Prime Minister Theresa May launched the proposals “to drive growth across the whole country and create more high skilled, high paid jobs” in a green paper published today.
RenewableUK’s executive director Emma Pinchbeck said: “The Prime Minster has taken a bold step by focusing specifically on innovative new industries where the UK is leading the world, and which are challenging the old order. That’s exactly what our wind, wave and tidal energy industries are doing by delivering affordable energy and clean growth – key pillars which Theresa May has set out in her bold vision for modern Britain.

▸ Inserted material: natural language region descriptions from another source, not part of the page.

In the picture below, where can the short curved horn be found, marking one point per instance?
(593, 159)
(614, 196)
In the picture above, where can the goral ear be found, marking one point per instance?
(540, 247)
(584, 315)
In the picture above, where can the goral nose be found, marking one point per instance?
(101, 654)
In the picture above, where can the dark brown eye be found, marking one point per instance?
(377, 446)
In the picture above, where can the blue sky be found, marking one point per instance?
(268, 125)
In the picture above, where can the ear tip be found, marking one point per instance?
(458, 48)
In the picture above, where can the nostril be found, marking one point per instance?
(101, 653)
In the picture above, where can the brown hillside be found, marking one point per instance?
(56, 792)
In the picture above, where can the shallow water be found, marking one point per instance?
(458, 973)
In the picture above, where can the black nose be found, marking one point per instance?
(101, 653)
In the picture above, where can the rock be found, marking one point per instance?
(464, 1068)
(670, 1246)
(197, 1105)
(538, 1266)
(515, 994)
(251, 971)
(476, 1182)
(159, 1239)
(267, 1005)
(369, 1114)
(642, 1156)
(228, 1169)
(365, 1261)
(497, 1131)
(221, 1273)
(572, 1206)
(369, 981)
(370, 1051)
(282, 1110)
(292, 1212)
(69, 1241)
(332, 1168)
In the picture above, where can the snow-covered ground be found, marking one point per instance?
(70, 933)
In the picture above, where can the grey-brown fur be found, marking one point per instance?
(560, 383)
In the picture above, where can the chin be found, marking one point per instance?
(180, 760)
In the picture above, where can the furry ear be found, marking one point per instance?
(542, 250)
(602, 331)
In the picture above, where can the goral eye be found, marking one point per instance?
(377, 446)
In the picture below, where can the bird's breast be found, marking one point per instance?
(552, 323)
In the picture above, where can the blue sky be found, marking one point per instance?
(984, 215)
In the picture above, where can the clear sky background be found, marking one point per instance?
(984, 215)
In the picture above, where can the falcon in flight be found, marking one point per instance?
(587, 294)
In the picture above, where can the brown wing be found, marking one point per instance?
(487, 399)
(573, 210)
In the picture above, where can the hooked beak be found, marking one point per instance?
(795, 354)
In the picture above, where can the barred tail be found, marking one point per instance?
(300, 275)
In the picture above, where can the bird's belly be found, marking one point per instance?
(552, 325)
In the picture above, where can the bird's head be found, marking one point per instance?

“It’s exciting to see a focus on innovative solutions such as electric vehicles, which will need clean sources of energy to power them. Moves to increase the use of energy storage and battery technology ꟷ one of the most exciting fields which our member companies are pioneering ꟷ with the creation of a new research institute will also ensure renewables remain at the forefront of our power generation.
“Our offshore wind and marine energy industries are the envy of the rest of the world, with economic benefits being reaped around the UK from the shipyards of Liverpool to the banks of the Humber to the waters of Orkney. The global renewable energy market is worth US$290 billion a year, so it’s crucial that the final industrial strategy provides a strong sector deal for our wind and marine technologies.
“Energy costs are crucial for all industries, so as this reboot for Britain takes shape, with renewable energy now a mainstream power source, we need to maximise the benefits we all get from the investments that have been made in modernising the way we generate electricity. This means that onshore wind has a key role to play in our future energy mix, as it’s the cheapest form of new power for Britain.”